7.1. Multi-Node Overview¶

Backend.AI GO is designed not just as a standalone application but as a node in a larger computational mesh. This architecture allows you to scale beyond the limits of your local hardware by connecting to other Backend.AI GO instances, Continuum Routers, or enterprise-grade Backend.AI Clusters.

Why Multi-Node?¶

Local inference is great for privacy and low latency, but it is constrained by your hardware (VRAM, compute power). Multi-node capabilities allow you to:

Access Larger Models: Run models that don't fit in your local GPU by offloading them to a server or cluster.
Scale Throughput: Distribute inference requests across multiple nodes to handle higher concurrency.
Centralized Management: Use Backend.AI GO as a client to manage and utilize resources from a powerful central server.

Node Types¶

In the Backend.AI GO ecosystem, there are three primary types of connections:

Local Node: Your current machine running Backend.AI GO. It runs its own Continuum Router and manages local models.
Peer Node (Backend.AI GO): Another computer running Backend.AI GO. You can connect to it directly to use its loaded models.
Backend.AI Cluster: An enterprise-grade cluster managed by Backend.AI Core. This provides massive scalability, user management, and security features.

How It Works¶

Backend.AI GO uses a Mesh Networking approach.

The Continuum Router: At the heart of every node is the Continuum Router. It acts as an API gateway that routes your prompts to the appropriate backend (local process, remote peer, or cloud API).
Unified API: Whether the model is running locally on your laptop or on an H100 cluster in a data center, Backend.AI GO treats it the same way. You simply select the model from the dropdown, and the system handles the routing.
Security: Connections to Clusters are secured using HMAC-SHA256 authentication (Access Key & Secret Key).
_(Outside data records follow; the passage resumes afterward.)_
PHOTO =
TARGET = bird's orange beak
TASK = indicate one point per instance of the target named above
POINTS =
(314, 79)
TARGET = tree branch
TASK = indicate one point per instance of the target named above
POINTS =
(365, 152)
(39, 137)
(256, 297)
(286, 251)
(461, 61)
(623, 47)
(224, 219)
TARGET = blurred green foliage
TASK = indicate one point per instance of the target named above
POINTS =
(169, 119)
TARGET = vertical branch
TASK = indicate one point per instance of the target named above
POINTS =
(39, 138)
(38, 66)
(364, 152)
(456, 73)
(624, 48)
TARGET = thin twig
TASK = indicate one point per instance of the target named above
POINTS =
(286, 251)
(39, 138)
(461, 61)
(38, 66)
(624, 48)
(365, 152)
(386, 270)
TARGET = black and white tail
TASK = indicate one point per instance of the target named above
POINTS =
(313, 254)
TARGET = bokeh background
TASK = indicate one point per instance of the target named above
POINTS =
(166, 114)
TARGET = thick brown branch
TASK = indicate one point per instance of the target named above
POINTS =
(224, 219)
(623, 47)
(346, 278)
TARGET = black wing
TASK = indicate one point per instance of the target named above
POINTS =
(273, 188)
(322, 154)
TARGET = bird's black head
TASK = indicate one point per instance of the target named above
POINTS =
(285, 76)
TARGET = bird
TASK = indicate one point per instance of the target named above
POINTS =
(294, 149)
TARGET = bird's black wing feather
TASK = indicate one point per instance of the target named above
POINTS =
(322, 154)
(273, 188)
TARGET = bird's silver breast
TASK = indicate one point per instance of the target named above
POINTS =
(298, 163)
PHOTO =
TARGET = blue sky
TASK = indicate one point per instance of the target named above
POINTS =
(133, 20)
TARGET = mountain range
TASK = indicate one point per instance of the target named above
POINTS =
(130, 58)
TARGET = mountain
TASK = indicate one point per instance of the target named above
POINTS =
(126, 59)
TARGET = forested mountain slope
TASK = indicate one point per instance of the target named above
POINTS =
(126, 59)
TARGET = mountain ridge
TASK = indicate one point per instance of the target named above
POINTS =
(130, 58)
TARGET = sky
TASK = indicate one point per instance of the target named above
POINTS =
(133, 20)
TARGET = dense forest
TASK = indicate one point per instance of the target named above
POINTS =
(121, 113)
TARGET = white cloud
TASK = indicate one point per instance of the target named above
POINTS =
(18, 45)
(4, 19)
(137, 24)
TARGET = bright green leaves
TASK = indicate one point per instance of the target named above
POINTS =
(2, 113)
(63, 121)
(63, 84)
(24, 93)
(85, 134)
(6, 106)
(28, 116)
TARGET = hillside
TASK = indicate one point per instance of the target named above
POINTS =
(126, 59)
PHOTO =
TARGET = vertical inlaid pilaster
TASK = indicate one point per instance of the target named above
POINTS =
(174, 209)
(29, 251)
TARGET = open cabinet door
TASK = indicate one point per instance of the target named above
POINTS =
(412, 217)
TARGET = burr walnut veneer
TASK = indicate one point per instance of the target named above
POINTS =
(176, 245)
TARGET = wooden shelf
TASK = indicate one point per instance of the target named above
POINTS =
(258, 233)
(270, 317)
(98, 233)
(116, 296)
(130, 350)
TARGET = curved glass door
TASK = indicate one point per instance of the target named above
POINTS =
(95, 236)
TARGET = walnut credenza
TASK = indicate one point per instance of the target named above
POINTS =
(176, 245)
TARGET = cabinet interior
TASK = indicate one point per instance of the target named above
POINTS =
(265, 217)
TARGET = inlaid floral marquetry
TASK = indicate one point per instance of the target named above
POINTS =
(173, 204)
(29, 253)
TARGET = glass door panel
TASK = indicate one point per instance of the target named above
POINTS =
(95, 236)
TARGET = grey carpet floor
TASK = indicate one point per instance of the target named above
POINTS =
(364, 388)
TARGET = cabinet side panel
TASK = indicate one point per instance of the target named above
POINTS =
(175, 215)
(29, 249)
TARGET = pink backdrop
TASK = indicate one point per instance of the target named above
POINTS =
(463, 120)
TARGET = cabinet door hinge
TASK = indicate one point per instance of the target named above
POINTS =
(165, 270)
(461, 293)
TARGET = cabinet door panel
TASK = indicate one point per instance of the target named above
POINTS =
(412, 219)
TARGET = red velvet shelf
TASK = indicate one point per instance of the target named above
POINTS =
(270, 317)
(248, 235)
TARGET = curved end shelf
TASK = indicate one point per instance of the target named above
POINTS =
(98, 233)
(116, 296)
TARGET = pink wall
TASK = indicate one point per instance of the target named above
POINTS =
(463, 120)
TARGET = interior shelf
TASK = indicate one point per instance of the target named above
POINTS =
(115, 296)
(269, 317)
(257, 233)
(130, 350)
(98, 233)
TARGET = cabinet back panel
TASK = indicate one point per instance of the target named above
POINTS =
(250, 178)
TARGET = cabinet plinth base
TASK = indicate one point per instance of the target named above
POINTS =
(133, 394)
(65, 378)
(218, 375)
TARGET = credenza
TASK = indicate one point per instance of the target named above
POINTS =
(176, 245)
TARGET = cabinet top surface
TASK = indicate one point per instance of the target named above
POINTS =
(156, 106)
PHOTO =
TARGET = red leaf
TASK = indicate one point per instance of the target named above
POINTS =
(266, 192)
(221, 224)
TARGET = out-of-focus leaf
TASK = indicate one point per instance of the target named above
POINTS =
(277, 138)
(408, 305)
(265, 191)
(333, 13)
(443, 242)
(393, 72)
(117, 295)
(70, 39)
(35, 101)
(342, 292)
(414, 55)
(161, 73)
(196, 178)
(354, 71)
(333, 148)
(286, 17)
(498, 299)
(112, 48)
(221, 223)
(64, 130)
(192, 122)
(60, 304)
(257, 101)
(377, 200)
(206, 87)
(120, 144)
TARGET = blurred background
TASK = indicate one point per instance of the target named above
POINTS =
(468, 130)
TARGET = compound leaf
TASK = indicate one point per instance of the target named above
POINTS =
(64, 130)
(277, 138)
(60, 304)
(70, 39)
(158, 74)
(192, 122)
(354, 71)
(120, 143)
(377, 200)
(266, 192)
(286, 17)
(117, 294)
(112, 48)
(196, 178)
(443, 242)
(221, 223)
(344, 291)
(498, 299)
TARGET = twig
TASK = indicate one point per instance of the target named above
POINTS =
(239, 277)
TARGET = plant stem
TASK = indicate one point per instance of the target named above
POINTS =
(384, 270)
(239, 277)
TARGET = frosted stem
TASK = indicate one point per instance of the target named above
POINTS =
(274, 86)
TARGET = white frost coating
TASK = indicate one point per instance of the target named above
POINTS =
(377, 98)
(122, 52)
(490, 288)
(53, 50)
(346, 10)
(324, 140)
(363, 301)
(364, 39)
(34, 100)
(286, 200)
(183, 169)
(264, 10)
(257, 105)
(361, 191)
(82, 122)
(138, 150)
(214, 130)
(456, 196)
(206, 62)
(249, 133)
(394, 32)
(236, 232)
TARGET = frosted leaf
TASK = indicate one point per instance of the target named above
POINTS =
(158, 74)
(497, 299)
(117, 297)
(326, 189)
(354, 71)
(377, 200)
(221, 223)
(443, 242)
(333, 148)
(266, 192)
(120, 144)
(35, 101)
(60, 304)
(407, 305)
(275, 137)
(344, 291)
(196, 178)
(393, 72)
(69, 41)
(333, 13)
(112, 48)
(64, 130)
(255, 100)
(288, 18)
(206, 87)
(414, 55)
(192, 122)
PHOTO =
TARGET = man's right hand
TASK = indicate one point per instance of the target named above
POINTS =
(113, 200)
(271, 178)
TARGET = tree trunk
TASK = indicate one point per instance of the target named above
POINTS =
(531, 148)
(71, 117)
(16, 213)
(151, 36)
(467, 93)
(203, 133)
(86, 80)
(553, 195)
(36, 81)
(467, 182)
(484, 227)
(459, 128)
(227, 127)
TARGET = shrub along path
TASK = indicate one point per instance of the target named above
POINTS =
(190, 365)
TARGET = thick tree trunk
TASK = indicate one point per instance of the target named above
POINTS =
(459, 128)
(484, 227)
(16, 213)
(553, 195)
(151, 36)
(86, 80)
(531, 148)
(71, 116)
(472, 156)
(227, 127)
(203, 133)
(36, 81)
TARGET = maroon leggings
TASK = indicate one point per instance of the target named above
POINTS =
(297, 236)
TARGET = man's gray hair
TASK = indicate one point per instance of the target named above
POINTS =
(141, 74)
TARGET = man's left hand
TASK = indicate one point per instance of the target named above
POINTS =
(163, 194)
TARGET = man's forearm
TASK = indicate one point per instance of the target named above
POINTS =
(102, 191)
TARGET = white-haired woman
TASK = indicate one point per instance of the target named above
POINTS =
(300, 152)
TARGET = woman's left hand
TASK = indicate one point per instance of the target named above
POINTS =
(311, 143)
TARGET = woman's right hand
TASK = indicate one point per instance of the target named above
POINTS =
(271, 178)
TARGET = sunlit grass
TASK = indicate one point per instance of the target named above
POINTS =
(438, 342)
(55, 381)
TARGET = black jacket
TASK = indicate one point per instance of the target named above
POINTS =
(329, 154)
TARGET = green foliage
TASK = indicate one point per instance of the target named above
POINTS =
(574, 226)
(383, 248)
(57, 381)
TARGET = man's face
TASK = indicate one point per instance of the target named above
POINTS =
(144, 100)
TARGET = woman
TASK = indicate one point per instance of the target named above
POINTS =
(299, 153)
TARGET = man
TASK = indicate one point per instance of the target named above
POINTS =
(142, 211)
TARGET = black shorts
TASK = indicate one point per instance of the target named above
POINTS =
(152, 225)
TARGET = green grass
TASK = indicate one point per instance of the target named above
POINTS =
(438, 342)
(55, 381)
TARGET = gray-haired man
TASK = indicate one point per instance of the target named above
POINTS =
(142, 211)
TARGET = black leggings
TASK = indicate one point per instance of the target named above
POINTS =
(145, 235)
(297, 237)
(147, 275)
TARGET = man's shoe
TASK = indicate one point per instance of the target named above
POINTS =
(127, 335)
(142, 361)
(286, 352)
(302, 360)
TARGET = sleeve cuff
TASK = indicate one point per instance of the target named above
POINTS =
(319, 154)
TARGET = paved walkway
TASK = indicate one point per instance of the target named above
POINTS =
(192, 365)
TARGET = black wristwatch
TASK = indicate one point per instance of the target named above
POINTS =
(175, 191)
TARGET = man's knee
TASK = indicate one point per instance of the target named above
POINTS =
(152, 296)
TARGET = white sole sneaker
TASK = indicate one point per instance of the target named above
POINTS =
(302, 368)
Real-Time Network Visualization¶

The Mesh tab provides an interactive, real-time visualization of your entire network topology. This visualization helps you understand how your Backend.AI GO instance connects to various backends and monitor their health status at a glance.

What You Can See¶

The network visualization displays a hierarchical, left-to-right flow diagram showing:

You → Router → Backends → Models

User Node: Represents you (the entry point for all requests)
Router Node: Your local Continuum Router acting as the API gateway
- Shows running status and uptime
- Displays request statistics (total, successful, failed)
Backend Nodes: All connected backends including:
- Backend.AI GO peers
- Continuum Routers
- Backend.AI Clusters
- Cloud providers (OpenAI, Anthropic, Gemini, etc.)
- Local backends (llama.cpp, MLX, vLLM, Ollama)
Model Nodes: Available models from each backend

Live Connection Status¶

The visualization updates automatically every 5 seconds, showing:

Visual Indicator	Meaning
Green connections	Healthy, active connections
Red connections	Unhealthy or failed connections
Gray connections	Disabled or inactive connections
Animated particles	Data flowing between nodes
Latency labels	Response time in milliseconds

Animated Data Flow¶

One of the most powerful features is the animated edge visualization:

Flowing particles show the direction of data travel
Green particles indicate healthy request/response flow
Red particles indicate problems in the connection
Glow effects highlight active connections

This makes it easy to see at a glance which connections are actively processing requests and which might need attention.

Interactive Controls¶

Pan and Zoom: Navigate large network topologies using scroll wheel or the control buttons
Node Selection: Click any node to select it and view detailed information
Details Panel: A side panel appears showing comprehensive node details
Path Highlighting: Selected nodes highlight all connected edges with a glow effect
Hover tooltips: Get quick information about any node
Refresh button: Manually trigger health checks for all connections
Legend: Quick reference for node and connection types
Keyboard Support: Press ESC to close the details panel

Node Details Panel¶

When you click on a node, a details panel slides in from the right side showing information specific to that node type:

User Node: Shows connection count to downstream nodes
Router Node: Displays status, uptime, and request statistics (total, successful, failed)
Backend Node: Shows type, URL, health status, enabled state, latency, and model count; errors are displayed if the connection is unhealthy
Model Node: Displays model ID and which backend it belongs to

The panel includes:

Close button or press ESC to dismiss
Connected path count showing how many edges link to the selected node
Automatic focus management for accessibility

Connection Health Monitoring¶

Each backend node displays:

Health status badge: Healthy, unhealthy, or unknown
Latency metrics: Real-time response time
Model count: Number of available models
Connection type icon: Visual indicator of backend type

You can also perform manual health checks on individual connections or check all connections at once.

Getting Started¶

To expand your compute capabilities, you can:

Manually Register a remote node or cluster.
Use Auto-Discovery to find resources (services) available on connected nodes.